Basically, I’m using the Learn2 theme (like the GRAV documentation site uses) which has those big blue chevrons on either side of a page, allowing the user to easily advance forward and backward in the documentation.
To do that, I simply need the following FrontMatter on a page:
taxonomy: category: docs
Simple enough. But I’d like my child theme to be able to set that by default anytime someone creates a new docs.md page.
I’m lost on how to do this, and hoping a kind soul in the forums can point me in the right direction.
Thanks in advance!
Bill
1 Like
Hi @1GoodCall, I do this type of thing in my Open Course Hub Skeleton. Here is an earlier response to a very similar question, New pages with default frontmatter
You may also want to check out my Learn2 with Git Sync skeleton which includes this technique as well:
Let me know how things go.
Thanks for the quick response Paul,
I’m actually using your Learn2 with Git Sync theme—nice work!
Even more awesome I’m talking directly with you about it in the forums.

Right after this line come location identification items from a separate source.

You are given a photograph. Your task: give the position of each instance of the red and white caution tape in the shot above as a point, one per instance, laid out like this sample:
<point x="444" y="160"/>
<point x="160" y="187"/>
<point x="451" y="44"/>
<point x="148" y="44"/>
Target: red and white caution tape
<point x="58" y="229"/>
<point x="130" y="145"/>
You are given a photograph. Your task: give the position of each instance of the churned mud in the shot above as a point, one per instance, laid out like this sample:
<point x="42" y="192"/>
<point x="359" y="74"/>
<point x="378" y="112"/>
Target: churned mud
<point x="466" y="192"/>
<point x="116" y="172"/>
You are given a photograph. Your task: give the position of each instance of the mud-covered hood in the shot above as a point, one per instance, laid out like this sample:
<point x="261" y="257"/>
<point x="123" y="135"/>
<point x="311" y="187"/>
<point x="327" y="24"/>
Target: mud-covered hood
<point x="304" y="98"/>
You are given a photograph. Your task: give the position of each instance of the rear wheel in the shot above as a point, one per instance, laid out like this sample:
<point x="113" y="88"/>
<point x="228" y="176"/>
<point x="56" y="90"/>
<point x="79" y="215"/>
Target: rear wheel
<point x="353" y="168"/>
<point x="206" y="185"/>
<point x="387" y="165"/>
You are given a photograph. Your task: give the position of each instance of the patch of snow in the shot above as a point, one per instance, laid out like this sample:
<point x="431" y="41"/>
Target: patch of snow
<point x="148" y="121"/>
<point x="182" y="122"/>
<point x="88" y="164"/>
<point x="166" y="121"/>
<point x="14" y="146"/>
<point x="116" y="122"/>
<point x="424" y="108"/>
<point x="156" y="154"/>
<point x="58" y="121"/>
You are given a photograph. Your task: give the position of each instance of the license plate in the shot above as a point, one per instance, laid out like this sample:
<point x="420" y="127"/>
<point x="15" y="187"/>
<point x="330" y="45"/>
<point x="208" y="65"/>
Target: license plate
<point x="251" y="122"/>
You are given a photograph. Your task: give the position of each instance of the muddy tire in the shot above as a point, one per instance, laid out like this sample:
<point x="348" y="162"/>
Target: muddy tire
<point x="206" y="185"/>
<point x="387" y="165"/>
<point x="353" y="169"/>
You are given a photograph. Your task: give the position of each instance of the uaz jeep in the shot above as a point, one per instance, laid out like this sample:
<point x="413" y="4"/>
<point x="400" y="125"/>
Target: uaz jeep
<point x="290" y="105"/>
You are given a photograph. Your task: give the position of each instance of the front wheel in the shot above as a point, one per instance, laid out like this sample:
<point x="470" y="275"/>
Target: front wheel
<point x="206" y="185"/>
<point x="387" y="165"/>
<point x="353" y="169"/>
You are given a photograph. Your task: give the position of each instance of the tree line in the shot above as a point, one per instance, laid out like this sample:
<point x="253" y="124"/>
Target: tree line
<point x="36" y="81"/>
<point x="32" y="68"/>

Further proof that GRAV is a great CMS.
So it sounds like I need to do this via the blueprints—>docs.yaml file? Like this?
title: Docs
’@extends’:
type: default
context: blueprints://pages
form:
fields:
tabs:
fields:
content:
type: tab
fields:
frontmatter:
default:
taxonomy:
category: docs
content:
markdown: true
default: "Your page content goes here."
advanced:
fields:
overrides:
fields:
header.visible:
default: 1
I’m I on the right path? Sorry, this flat-file stuff is all new to me, but I am loving it!
Thanks for your help.
Hi @1GoodCall, welcome to Grav🙂
Yes you are on the right track (but no ‘frontmatter:’ item) but I myself should also be setting that taxonomy by default but I am not… yet! Give me a bit of time and I will share here what I can come up with.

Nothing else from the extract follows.